SAR Multi-Crop Acreage Estimator

User Guide

← Back to outcome

User Guide — SAR Multi-Crop Acreage Estimator

This guide covers the three ways to use the pipeline: the synthetic demo, the real-data run, and the interactive Season Explorer.

1. Synthetic demo (no data needed)

node run.mjs

This generates a physically-motivated synthetic Kharif dataset, holds out 30% of villages as a test set, trains the model, writes data/submission.csv, and prints metrics:

Synthetic Kharif run
  train=1050 test=450 acquisitions=12 (trained in ~100 ms)
  MSE = ~15000 ha^2   baseline(mean) = ~38000   skill = ~60%
  R^2 = ~0.59
    Rice/Cotton/Maize/Bajra/Groundnut  RMSE per crop (ha)
  submission -> data/submission.csv

Useful flags:

  • --n 2000 — number of synthetic villages.
  • --T 14 — acquisitions across the season.
  • --seed 7 — reproducibility seed.

data/metrics.json captures the full run metrics for record-keeping.

2. Real competition data

Once you have produced a per-village zonal-statistics CSV from the official SAR tiles (see run-deploy-instructions.md for the raster recipe), run:

node run.mjs --zonal zonal.csv --labels train-labels.csv
  • zonal.csv is long-format: village_id,date,pol,backscatter_db,village_area_ha

with pol in {VV/HH (co-pol), VH/HV (cross-pol)}.

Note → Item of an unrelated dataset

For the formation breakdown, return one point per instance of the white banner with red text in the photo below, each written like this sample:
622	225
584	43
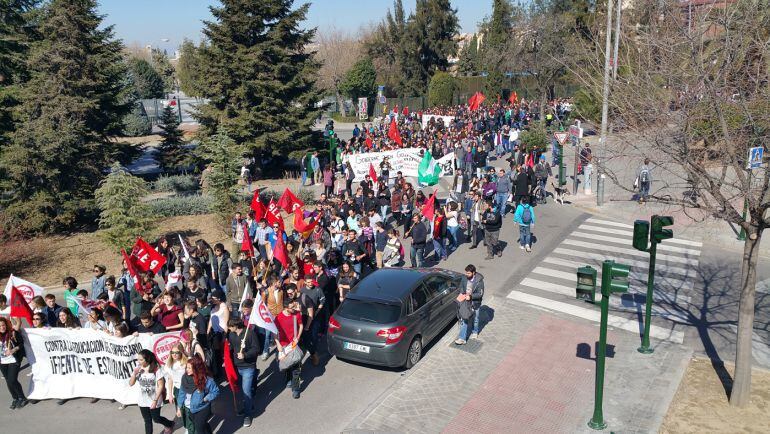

  • train-labels.csv uses the submission schema:

ID,Rice_ha,Cotton_ha,Maize_ha,Bajra_ha,Groundnut_ha.

Villages present in the labels are used for training; the rest (the test set) are predicted into data/submission.csv. Add --cv to print an honest out-of-fold cross-validated MSE/R²/skill on the labelled villages.

Official-data verification (same structure)

Drop data/official/zonal.csv and data/official/train-labels.csv in place, then run node verify.mjs. It runs the identical evaluation checks on the real data via k-fold cross-validation and writes data/official/submission.csv. To rehearse the path before the real files arrive:

node tools/synth-to-official.mjs data/official --n 1000 --T 12 --test 0.2
node verify.mjs

3. Season Explorer (interactive)

Open public/tool.html in a browser (or serve the folder). Move the crop-area sliders and watch the multi-temporal VV/VH backscatter curves respond, then see the linear-unmixing estimate recover the crop areas from the (noisy) curves. This makes the SAR ↔ acreage forward/inverse relationship tangible.

Reading the output

data/submission.csv is the deliverable:

ID,Rice_ha,Cotton_ha,Maize_ha,Bajra_ha,Groundnut_ha
1,182.34,0,140.10,55.20,0
2,0,210.55,0,0,98.40
...

One row per village; areas in hectares, rounded to 2 decimals, never negative, never exceeding the village area.

Tips for lowering MSE on real data

  • More acquisitions across the season improve crop separability (more

phenological contrast captured).

  • Enable the residual forest (new AcreageModel({ useForest: true })) for a

small accuracy gain at higher runtime.

  • Tune the ridge lambda to the noise level of your zonal statistics.
  • Improve the upstream zonal stats (terrain flattening, more careful speckle

reduction) — features in, accuracy out.